The pervasiveness of this moment was so strong- so distinct in the American mindset- that to this day people still praise Clinton’s bravery for having said. I know this because I was among them doing just that as recently as early this year when I referenced the incident as an example of the need for power to point to its own worst actors.
I was wrong.
See, the thing is the time period in which I grew up and the place in which I grew up positioned me in such a way that I would hear out the Clintons but never listened to Sister Souljah’s response to the President at the time. They accepted Clinton’s contextual frame outright.
Never accept a politician’s message without question.
This week I listened to her response from back when it happened in ’92 on CSPAN. And it turns out that we didn’t really give her proper due. Her take is that the Washington Post misquoted her, and she delivered a fairly long rebuke unpacking that. And if Clinton had done his research on her (and if I had done mine), then we likely would have come away with different interpretations of what she was actually saying.
The LA Riots were the classic cry of the unheard like most other riots in history have been. Her language was explanatory, not a command or call to arms. In the heat of that news cycle, it makes sense that the press would chop that quotation and turn it into a call to arms… but it wasn’t.
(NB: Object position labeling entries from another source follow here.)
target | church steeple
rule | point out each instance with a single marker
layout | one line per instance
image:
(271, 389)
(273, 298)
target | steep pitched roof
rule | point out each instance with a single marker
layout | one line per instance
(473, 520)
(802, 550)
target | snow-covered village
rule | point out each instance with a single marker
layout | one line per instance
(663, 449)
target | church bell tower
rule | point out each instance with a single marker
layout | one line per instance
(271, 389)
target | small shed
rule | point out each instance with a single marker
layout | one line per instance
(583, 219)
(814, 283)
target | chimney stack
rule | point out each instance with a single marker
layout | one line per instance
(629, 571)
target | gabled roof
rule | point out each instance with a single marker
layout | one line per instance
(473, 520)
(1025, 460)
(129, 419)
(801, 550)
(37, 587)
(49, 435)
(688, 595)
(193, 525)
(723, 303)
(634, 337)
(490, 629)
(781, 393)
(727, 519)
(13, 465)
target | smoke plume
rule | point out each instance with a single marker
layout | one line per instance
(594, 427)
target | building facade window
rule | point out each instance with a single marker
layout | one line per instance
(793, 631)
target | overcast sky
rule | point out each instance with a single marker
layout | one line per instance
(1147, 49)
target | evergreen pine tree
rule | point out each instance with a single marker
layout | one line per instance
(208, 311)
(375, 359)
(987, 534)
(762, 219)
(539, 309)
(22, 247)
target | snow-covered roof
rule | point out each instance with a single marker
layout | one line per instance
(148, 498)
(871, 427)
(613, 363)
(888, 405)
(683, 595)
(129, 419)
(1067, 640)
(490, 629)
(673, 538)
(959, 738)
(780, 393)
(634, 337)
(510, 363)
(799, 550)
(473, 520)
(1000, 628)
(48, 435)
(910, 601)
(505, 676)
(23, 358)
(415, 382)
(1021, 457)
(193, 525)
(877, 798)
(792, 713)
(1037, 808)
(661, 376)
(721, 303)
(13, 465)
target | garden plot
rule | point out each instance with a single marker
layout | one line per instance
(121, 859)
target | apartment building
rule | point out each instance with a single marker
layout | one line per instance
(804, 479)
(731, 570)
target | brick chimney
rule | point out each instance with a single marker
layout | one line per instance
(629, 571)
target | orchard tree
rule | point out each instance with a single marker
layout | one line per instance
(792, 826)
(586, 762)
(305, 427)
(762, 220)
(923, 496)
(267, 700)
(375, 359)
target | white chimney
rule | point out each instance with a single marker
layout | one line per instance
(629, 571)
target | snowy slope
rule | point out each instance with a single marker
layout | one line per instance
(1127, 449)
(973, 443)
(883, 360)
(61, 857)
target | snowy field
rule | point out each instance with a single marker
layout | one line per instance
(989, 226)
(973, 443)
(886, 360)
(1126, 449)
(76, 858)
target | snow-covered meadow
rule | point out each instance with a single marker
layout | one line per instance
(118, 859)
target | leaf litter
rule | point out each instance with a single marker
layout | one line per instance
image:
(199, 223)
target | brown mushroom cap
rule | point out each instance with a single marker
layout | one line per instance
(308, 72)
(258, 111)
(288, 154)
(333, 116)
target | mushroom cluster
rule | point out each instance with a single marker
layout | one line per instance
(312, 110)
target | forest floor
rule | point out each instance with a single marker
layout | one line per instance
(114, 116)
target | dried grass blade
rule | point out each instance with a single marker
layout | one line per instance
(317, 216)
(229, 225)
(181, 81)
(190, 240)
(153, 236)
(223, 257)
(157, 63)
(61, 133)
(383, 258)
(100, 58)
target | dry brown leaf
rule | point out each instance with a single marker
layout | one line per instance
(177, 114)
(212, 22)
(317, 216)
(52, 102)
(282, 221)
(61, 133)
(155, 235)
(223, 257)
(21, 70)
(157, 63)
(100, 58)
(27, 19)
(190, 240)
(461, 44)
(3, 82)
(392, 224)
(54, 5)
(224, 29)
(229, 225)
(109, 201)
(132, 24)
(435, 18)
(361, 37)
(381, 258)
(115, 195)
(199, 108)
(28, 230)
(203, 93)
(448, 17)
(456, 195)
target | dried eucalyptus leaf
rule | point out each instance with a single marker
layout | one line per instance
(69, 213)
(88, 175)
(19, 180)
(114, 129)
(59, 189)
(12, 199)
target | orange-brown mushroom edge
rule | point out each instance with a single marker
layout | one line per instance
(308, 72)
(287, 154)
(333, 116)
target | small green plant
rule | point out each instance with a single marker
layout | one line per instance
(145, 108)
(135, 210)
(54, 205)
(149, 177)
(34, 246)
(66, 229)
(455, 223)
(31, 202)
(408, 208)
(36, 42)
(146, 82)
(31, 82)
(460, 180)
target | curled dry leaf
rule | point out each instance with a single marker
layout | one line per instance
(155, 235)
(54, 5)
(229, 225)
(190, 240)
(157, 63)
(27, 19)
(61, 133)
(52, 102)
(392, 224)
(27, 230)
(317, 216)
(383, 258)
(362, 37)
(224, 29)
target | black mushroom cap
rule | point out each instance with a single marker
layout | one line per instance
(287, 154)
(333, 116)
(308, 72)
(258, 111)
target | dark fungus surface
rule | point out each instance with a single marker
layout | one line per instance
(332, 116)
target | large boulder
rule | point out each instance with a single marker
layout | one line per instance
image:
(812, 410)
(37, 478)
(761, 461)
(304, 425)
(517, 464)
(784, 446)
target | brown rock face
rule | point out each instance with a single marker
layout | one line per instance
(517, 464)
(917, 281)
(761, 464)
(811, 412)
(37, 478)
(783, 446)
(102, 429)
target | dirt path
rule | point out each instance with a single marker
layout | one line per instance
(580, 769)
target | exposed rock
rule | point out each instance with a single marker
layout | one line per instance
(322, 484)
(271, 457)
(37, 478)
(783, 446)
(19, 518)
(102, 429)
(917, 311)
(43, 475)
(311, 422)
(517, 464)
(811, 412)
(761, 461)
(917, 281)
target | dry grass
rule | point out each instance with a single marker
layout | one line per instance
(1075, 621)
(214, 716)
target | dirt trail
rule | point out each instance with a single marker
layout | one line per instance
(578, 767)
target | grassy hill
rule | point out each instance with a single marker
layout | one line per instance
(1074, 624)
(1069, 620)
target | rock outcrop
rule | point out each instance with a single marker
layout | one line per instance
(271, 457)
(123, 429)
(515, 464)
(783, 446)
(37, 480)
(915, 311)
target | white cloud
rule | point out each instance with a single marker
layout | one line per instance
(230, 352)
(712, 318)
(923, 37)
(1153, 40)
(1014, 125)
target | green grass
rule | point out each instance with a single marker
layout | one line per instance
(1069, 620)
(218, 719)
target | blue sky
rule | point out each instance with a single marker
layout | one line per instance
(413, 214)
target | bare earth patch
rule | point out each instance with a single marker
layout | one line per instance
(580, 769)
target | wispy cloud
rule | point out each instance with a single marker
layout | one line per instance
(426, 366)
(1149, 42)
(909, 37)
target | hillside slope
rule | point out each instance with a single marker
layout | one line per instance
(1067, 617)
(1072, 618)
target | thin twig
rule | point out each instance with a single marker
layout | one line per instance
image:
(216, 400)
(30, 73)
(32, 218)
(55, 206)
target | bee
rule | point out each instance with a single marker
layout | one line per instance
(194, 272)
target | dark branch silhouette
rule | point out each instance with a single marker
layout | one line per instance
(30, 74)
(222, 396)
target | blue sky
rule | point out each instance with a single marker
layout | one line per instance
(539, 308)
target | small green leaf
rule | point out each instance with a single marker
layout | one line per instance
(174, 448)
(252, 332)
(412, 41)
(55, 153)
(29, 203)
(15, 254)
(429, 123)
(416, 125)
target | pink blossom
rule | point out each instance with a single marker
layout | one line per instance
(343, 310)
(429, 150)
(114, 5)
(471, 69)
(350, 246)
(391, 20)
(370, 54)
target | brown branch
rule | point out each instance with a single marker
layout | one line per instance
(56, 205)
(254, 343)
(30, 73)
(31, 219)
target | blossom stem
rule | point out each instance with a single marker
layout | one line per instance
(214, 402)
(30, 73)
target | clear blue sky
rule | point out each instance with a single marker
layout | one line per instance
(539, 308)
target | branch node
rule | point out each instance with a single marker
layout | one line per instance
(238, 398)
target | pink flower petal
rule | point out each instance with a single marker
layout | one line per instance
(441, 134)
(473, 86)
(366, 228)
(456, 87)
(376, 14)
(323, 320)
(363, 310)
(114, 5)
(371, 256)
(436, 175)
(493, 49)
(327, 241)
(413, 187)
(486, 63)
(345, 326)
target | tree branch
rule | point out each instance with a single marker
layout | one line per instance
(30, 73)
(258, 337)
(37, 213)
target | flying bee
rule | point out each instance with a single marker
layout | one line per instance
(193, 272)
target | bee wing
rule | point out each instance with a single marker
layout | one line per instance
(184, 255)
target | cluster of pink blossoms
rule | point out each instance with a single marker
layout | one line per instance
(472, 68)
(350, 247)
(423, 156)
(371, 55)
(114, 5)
Bill Clinton would become President that year, and be reelected four years later. He failed to break 50% both times. That first cycle, he hit 40%. Had Ross Perot not split the conservative white vote, he would have lost by a landslide.
And yet the mythos of that moment survives so powerfully that those who grew up through it- even me, *EVEN THIS YEAR* as I stumble through the dark in the world of activism nearly blind to dynamics in spite of trying to do my best amidst the thick of them- have come to accept it as fact.
It’s this kind of thinking that lays the groundwork for the sort of decisions that have been made in Washington this week and what will follow later. Many of us who can be counted in the top left corner of your precinct plan box as bankable votes that will never fold in spite of sharp ideological differences. You can count on us when the chips are down because we know what’s at stake. Even if it pisses us off to no end, you can count on us. Black Women, poor people, trans and gay communities, immigrants all keep bailing everyone out. We know that. We see that. It’s math.
But our resistance siblings and the general activist community don’t get the same love in return. We’re told to compromise values. We’re told it’s not politically sound to keep a promise to DREAMers. And we’re told that Sister Souljah is David Duke. And it’s potent enough that we grow up with it and worship powerful people who don’t really need our praise, but accept it anyway because we are so dependable in their precinct plans.
And even then, it is the activists who get called “divisive”.
To truly start healing, I encourage those in the power structure who have not yet done so to do what I’m doing here: acknowledge missteps, reflect, do better, open the door to difficult conversations, follow the wisdom of people who have been cut out of the process for decades, and build a real coalition. Because 2018 is coming, and 2020, and the hundred years after that, too, and it counts for a helluva lot. And we have to be better than this.
Make that your New Year’s Resolution.
Love and Resistance,
Daniel Cohen is the President of Indivisible Houston and all around activist in Houston Texas.